O avô cumpriu o prometido. Mesmo quando o motor voltou a avariar, ou quando uma tempestade terrível virou o bote numa ocasião, a avó não desceu à praia. Prendeu o cabelo no alto da cabeça. Mesmo quando lhe trouxeram a notícia do bote que dera à costa, ela limitou-se a dizer que o avô tinha prometido que voltava sempre. Era em Agosto. Dois dias depois o avô voltava. Exausto, mas voltara, tinha sido socorrido por uma embarcação espanhola e por isso demorara mais a regressar. A avó abraçou-o e manteve-se serena. Nunca mais duvidou.
O avô e os outros homens passaram duas semanas a reparar o La Forza del Destino. Quando terminaram, o avô regressou ao mar e a vida continuou. Quando as embarcações chegavam, o avô, já contramestre, tinha direito à primeira escolha do pescado. Dava-o a amanhar a uma das mulheres e então chamava um rapaz da praia, mandava-o a casa levar o peixe, onde a avó aguardava nas lides e contas domésticas. O filho mais velho ia ocasionalmente à praia com o cão, a ver o loteamento do pescado e o leilão na areia, muito antes da construção da velha lota. Por vezes ainda ia a tempo de assistir à subida dos barcos retardatários pela parelha de burros, com a ajuda de braços dos homens, deslizando-os sobre tábuas de pinho ensebadas colocadas na areia. Isto passou-se anos antes do Manel dos Tractores comprar um Deutz, que veio substituir as parelhas de burros.
O avô almoçava com a família e depois regressava à praia para amanhar as redes danificadas pelo peixe.
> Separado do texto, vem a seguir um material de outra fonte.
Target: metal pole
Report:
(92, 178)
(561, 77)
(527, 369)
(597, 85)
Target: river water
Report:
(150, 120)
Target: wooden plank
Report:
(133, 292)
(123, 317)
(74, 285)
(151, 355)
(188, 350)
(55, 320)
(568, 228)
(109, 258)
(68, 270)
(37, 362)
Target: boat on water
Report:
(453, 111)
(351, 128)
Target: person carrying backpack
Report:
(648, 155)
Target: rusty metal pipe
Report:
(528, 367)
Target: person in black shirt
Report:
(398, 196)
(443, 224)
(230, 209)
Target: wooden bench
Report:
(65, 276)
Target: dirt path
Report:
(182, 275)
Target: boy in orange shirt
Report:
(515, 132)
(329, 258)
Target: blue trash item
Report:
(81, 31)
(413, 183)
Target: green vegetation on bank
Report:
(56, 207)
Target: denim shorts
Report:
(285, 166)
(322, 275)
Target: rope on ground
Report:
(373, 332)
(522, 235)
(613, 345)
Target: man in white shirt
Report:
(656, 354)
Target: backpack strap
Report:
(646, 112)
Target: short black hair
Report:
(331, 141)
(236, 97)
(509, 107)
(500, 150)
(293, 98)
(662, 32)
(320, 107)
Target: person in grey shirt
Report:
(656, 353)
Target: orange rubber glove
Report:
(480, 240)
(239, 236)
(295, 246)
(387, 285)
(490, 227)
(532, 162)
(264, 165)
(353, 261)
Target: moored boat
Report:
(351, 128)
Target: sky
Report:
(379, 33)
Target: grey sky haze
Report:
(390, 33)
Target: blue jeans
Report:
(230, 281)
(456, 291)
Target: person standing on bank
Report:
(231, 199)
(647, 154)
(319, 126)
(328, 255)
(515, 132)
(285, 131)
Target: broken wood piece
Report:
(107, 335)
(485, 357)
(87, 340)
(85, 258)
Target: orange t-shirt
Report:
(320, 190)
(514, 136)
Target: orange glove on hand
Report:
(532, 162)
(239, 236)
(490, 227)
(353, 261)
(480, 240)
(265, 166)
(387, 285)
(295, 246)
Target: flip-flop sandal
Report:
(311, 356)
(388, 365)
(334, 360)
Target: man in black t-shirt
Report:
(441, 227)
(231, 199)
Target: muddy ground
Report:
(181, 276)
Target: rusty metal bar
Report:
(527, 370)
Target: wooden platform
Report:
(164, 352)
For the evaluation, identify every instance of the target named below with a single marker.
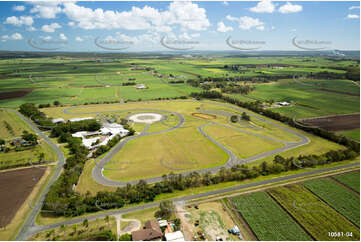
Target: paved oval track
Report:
(97, 171)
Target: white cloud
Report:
(264, 6)
(19, 21)
(31, 28)
(63, 37)
(46, 37)
(16, 36)
(261, 27)
(223, 28)
(290, 8)
(50, 28)
(19, 8)
(247, 23)
(46, 10)
(353, 16)
(188, 15)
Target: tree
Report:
(165, 210)
(86, 223)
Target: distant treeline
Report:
(62, 200)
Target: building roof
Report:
(79, 119)
(175, 236)
(150, 232)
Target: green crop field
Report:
(186, 148)
(313, 214)
(351, 180)
(342, 200)
(12, 127)
(267, 219)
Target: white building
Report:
(175, 236)
(140, 86)
(58, 120)
(79, 119)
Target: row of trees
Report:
(257, 108)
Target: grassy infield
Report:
(318, 206)
(20, 158)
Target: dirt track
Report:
(336, 122)
(15, 187)
(15, 94)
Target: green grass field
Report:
(313, 214)
(338, 197)
(351, 180)
(267, 220)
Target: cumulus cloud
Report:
(31, 28)
(221, 27)
(290, 8)
(247, 23)
(46, 10)
(353, 16)
(264, 6)
(62, 37)
(50, 28)
(19, 8)
(19, 21)
(188, 15)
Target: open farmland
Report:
(15, 186)
(267, 220)
(338, 197)
(313, 214)
(351, 180)
(169, 145)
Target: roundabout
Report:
(147, 118)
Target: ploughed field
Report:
(312, 210)
(183, 142)
(15, 187)
(336, 122)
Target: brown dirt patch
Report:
(335, 122)
(204, 115)
(15, 187)
(15, 94)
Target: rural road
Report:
(36, 229)
(97, 171)
(29, 222)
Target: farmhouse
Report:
(58, 120)
(79, 119)
(151, 231)
(175, 236)
(140, 86)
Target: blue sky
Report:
(141, 26)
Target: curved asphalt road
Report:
(29, 222)
(97, 171)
Levava então a boina de terra e roupa de trabalho, os pés nus para melhor desentrançar a rede. A avó ia mais tarde, com as crianças, à praia, o cesto da merenda numa mão e a sombrinha na outra, a ver o avô trabalhar. Regressava mais cedo para preparar a janta e o farnel da madrugada. Nunca se aproximava da água, o mar metia-lhe medo, sentia-se mais segura em terra. O avô, por sua vez, confiava mais no mar e era naquela língua estreita de areia fina que os seus elementos se encontravam. A avó nunca foi do mar, nem o avô da terra. Eram diferentes, completamente diferentes, mas era nessa diferença que o seu amor se alicerçava.
O avô morreu em casa, na cama de ambos. Já tinham então três netos. Chorou na manhã em que partiu. Apertou, com as forças que lhe restavam, a mão da avó, e partiu serenamente. A avó não chorou. A sua dor imensa não lhe permitia chorar. Tê-lo-à feito na solidão em que a encontrei por vezes, nas ocasiões em que desceu à praia a ver a partida dos barcos, a chegada, o amanhar das redes, ou quando um rapaz da praia lhe trazia o pescado a mando de um antigo rapaz da praia, já pescador.
A avó sobreviveu ainda vinte anos. Já bisavó, foi a enterrar num dia de sol, na campa do avô. Este ano é o do centenário do avô.